ビジネスの環境が変化する中、企業の持続的な成長を実現するため、人材戦略をビジネスモデル、経営戦略と連動させる「人的資本経営」に注目が集まっている。
今年(2023年)3月期以降は、有価証券報告書を発行する大手企業約4000社を対象に、女性管理職比率などの従業員状況、人材育成方針ほかのサスティナビリティ情報といった人的資本の情報開示が義務付けられる。
そうした中、パソナグループで人材育成事業などを展開するキャプランは、日本の上場・非上場企業249社を対象に「人的資本開示に関する実態調査」を実施。開示の義務化を前に、企業の取り組み状況が明らかになった。
「人的資本の情報開示」に取り組んでいるかを聞くと、すでに開始している企業は「取り組みを継続中」(10%)、「取り組みを開始した段階」(8.8%)を合わせて全体の2割弱となったほか、上場企業においても合計約3割にとどまった。
Q. 人的資本の情報開示に取り組んでいるか?
人的資本の情報開示に取り組んでいる、または準備中と答えた企業に取り組む理由を尋ねたところ、全体の半数超が「人的資本経営の推進のため」と回答。上場企業については同回答に続き、約6割が「開示の義務化」をあげ、「投資家からの要望」「コーポレート・ガバナンスコードの改訂」(いずれも約3割)が上位に入るなど、外的要因が目立った(以下、すべて複数回答可)。
一方で、非上場企業では「人材定着を図るため」(35.4%)と「求める人材を採用していくため」(34.1%)がいずれも上場企業を上回り、より直接的な経営効果を求めて人的資本の開示に取り組んでいることが見て取れた。
さらに、開示に取り組む企業にそのフェーズを質問すると、全体の約半数が「従業員データの収集」と回答。
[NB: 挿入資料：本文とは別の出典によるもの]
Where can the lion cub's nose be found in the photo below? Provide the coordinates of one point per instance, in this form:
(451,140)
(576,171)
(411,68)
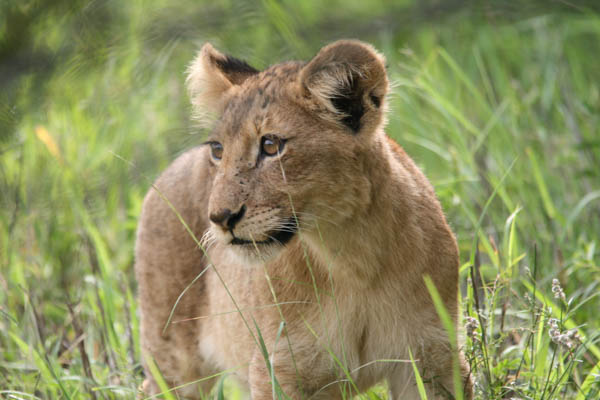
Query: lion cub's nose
(226,219)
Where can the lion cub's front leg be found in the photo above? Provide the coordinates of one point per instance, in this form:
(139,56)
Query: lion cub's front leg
(167,261)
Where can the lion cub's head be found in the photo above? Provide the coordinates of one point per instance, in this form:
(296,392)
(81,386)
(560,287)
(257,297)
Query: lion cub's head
(289,145)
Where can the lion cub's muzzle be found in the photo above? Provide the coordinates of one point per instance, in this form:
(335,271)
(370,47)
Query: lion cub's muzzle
(281,234)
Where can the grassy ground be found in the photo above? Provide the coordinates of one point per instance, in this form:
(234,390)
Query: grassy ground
(503,116)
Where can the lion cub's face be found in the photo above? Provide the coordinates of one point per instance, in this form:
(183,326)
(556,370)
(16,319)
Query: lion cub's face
(287,150)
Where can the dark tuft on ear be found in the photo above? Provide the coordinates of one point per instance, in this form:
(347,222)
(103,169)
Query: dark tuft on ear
(231,65)
(212,76)
(348,79)
(349,102)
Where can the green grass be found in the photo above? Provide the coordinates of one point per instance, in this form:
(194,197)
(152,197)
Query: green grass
(503,117)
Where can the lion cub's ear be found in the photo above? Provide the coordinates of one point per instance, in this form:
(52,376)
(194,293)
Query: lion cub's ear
(211,76)
(349,80)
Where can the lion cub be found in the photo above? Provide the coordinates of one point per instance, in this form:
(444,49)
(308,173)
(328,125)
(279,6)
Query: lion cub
(301,227)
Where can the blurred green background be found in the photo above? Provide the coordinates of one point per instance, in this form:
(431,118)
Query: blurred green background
(497,101)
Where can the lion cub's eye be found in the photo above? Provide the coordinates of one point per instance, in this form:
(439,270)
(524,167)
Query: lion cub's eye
(216,150)
(271,145)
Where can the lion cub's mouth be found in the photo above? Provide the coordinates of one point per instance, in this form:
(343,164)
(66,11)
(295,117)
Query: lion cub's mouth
(277,236)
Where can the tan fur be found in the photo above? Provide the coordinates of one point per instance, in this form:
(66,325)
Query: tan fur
(349,284)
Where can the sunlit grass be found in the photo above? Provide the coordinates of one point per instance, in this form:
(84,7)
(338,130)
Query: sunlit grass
(504,119)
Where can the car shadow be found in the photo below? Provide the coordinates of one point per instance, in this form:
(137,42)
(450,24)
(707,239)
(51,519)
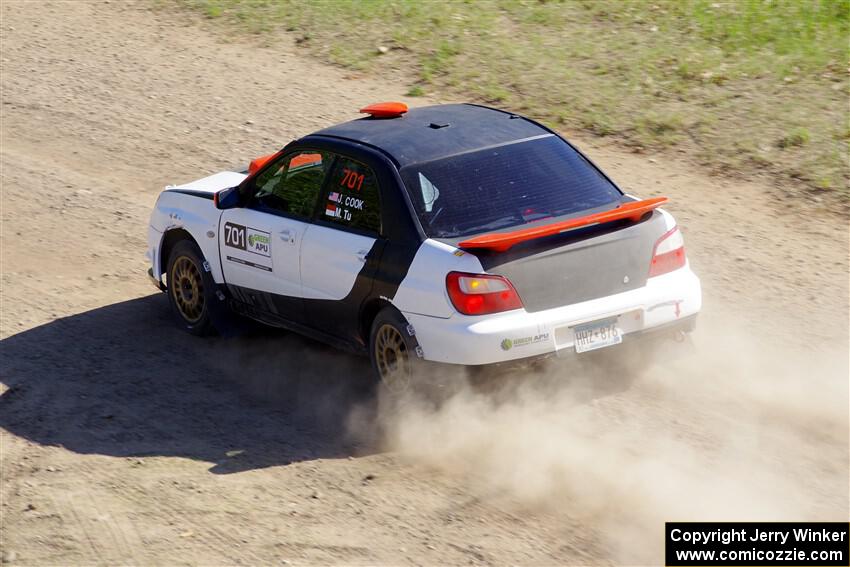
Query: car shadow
(121,380)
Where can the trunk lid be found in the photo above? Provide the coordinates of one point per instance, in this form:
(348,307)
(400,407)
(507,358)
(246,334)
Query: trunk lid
(583,264)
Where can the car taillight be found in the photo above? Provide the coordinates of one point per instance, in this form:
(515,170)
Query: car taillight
(669,253)
(479,294)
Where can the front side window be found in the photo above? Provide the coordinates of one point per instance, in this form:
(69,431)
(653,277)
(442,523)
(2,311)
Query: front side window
(292,184)
(504,186)
(352,197)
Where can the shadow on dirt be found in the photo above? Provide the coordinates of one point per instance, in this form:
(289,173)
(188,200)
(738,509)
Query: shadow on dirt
(121,380)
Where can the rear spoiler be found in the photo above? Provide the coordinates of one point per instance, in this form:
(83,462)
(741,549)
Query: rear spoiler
(502,241)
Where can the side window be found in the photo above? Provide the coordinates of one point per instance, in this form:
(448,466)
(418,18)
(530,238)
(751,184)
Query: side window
(292,184)
(352,197)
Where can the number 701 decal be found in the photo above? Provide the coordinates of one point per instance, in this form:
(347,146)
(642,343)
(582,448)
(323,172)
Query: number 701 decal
(352,179)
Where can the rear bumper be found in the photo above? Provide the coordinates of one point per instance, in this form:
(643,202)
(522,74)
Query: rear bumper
(666,304)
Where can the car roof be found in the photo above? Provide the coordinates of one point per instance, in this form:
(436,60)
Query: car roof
(434,132)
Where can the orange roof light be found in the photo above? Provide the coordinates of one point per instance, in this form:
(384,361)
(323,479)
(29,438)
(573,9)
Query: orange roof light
(385,109)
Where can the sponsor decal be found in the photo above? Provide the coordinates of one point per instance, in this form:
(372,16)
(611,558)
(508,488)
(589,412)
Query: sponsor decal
(508,344)
(249,263)
(675,303)
(247,239)
(259,242)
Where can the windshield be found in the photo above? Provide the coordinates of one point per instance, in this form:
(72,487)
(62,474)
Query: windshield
(504,186)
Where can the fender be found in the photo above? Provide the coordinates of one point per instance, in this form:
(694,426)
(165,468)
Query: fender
(197,216)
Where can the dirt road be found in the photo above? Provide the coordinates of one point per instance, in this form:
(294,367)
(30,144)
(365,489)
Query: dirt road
(125,441)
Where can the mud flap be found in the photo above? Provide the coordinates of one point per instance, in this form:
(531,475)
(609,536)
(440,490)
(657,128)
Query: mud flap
(228,323)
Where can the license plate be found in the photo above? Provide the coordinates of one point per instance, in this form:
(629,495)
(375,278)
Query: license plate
(597,334)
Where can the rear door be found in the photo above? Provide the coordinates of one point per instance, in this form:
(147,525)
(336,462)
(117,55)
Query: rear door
(261,243)
(341,250)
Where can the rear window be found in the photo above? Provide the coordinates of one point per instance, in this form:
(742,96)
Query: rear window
(504,186)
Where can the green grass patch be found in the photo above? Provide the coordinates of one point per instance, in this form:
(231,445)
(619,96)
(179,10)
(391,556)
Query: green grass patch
(744,85)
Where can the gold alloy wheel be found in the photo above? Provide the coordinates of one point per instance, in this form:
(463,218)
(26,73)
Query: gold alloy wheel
(187,289)
(391,355)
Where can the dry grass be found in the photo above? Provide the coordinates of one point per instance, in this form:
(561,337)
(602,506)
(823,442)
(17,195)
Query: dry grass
(746,87)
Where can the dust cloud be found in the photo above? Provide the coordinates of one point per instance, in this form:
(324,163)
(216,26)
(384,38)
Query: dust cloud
(733,428)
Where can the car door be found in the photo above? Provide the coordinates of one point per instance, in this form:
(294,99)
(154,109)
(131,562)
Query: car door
(260,243)
(342,249)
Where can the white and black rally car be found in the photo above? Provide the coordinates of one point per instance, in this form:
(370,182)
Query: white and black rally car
(454,233)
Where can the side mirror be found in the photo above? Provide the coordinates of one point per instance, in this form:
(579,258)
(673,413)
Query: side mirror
(227,198)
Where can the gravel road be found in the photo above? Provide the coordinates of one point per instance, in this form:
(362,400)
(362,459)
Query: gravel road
(124,441)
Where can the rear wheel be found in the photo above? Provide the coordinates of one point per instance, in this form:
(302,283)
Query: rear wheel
(393,353)
(190,288)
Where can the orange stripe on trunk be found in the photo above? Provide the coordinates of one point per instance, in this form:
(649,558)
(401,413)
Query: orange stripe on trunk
(502,241)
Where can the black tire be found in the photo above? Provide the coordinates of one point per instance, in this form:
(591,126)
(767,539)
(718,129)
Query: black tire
(393,352)
(191,289)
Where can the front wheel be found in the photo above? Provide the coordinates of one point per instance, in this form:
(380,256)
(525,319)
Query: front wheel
(190,288)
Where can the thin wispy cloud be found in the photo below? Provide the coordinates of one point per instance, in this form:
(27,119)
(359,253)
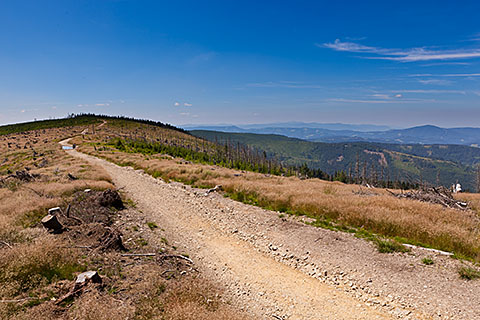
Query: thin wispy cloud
(185,104)
(285,84)
(379,101)
(438,82)
(402,55)
(431,91)
(446,64)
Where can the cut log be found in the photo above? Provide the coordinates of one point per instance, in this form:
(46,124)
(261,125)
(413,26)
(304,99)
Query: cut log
(81,282)
(54,211)
(89,276)
(51,223)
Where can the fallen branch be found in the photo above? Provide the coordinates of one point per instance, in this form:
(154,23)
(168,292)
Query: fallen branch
(17,300)
(445,253)
(6,244)
(177,256)
(138,254)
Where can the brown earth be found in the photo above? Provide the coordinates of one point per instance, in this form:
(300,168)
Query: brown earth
(282,268)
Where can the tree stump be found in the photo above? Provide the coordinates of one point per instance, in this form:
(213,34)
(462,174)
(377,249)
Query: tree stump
(51,223)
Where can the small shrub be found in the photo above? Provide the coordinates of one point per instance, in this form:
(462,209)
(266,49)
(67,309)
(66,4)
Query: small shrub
(469,273)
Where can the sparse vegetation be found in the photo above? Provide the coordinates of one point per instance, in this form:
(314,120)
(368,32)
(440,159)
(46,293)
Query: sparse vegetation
(152,225)
(333,204)
(36,268)
(390,246)
(469,273)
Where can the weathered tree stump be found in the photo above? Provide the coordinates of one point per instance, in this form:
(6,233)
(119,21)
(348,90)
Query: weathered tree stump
(51,223)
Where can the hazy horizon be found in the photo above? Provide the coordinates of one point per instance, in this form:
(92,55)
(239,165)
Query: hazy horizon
(218,62)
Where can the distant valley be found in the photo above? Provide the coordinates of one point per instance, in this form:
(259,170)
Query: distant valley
(430,163)
(334,133)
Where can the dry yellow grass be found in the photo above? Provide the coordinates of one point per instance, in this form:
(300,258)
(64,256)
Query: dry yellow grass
(416,222)
(32,261)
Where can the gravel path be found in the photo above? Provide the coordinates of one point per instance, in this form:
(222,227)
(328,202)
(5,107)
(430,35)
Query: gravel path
(281,268)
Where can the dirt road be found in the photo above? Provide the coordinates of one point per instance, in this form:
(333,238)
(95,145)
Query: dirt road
(279,268)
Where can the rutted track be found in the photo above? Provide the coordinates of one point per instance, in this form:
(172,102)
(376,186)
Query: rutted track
(284,269)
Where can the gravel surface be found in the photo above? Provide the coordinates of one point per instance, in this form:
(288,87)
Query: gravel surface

上場企業では「従業員データの可視化」が最多で6割を占め、取り組みの初期フェーズにいる企業が多いことがわかった。
また、上場・非上場企業ともに、データの収集・可視化に続く工程「可視化データの定量把握・分析」や、データに基づいて施策を立案する「人材戦略のブラッシュアップ」に取り組む企業は少なく、いずれも約3割以下となった。
開示のネックや課題については、「可視化データの定量把握・分析」が全体と上場企業で最多となり、それぞれ43.1%、49.1%という結果に。上場企業ではそれに「人材戦略のブラッシュアップ」や「シナリオ策定」(いずれも43.6%)が続いた。一方、非上場企業では「人員不足」(28%)や「経営層との合意形成」(26.8%)が、上場企業を上回った。
Q. 人的資本開示のネックや課題は?
人的資本開示における課題や懸念として寄せられた声には、「開示の対象や範囲のイメージがつかめない」「開示する数値の算出方法が明確でない」というノウハウに関するものから、「対応に伴う人的リソース不足」や「システム導入コスト」を心配するもの、「開示が経営に寄与せず負担になる懸念」という経営へのネガティブな影響を案ずるものまでが並んだ。
人的資本の開示義務化まで、あと少し。様々な課題に追われる企業が、少なくないようだ。